Launch a personal blog on Cloudflare Pages using AstroPaper without designing anything from scratch
Write blog posts in Markdown and have Astro automatically generate web pages, RSS feeds, and social preview images
Customize the color scheme by editing the TailwindCSS configuration file
Run AstroPaper in Docker for local development or a self-hosted deployment
AstroPaper is a ready-made blog theme built with Astro, a website-building framework designed to produce fast static sites. The theme is meant for people who want to start a personal blog without designing one from scratch. It was originally created for the author's own blog and then released publicly. The theme comes with light and dark mode, a fuzzy search feature so readers can find posts, support for draft posts that are not published yet, pagination to split long post lists across multiple pages, and automatically generated sitemap and RSS feed files that help search engines discover and index content. Each blog post also gets an automatically generated social preview image. The design is mobile-friendly and has been tested for keyboard navigation and screen reader accessibility using VoiceOver on Mac and TalkBack on Android. Blog posts are written in Markdown files stored in a folder inside the project. Astro turns each file into a web page.

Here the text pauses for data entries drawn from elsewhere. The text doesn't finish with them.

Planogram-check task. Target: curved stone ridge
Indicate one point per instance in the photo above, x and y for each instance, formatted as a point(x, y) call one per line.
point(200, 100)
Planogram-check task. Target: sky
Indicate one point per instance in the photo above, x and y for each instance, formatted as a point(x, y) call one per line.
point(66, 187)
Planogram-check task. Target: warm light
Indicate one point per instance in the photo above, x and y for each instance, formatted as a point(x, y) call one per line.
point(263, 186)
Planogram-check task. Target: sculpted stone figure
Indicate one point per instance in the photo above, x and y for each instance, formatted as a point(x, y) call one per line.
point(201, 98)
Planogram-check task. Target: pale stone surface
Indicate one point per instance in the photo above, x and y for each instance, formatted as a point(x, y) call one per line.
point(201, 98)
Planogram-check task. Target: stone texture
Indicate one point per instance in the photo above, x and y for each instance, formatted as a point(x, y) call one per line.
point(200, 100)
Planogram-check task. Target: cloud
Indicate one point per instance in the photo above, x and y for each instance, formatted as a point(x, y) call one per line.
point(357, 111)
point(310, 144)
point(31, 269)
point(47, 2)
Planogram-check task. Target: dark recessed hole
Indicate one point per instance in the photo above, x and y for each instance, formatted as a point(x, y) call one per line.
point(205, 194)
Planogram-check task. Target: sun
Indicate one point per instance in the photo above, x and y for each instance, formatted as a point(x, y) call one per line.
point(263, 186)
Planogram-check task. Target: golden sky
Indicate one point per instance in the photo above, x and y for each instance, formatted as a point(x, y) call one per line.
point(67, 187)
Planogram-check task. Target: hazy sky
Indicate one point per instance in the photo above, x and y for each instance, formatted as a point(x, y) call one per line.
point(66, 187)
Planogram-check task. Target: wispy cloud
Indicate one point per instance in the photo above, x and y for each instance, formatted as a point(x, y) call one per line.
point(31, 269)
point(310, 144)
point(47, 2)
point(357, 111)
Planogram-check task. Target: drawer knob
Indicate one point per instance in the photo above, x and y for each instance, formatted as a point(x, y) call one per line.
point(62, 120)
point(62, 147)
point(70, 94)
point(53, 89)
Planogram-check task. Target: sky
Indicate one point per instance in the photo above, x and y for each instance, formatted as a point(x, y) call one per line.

Configuration is done through a TypeScript file where you set your site's name, description, and other details. Color schemes can be changed, and the README links to documentation for customizing them. Styling is handled through TailwindCSS, a utility-based styling system. To get started, you run a single command that uses Astro's project creation tool with AstroPaper as the template. After that you install dependencies and run a development server that shows the site in your browser. For deployment, the project is configured for Cloudflare Pages, a free static hosting service, though Astro sites can be deployed to many other platforms. A Docker option is also included for running it in a container. The license is MIT. The project includes a Figma design file for anyone who wants to inspect or modify the visual design outside of code.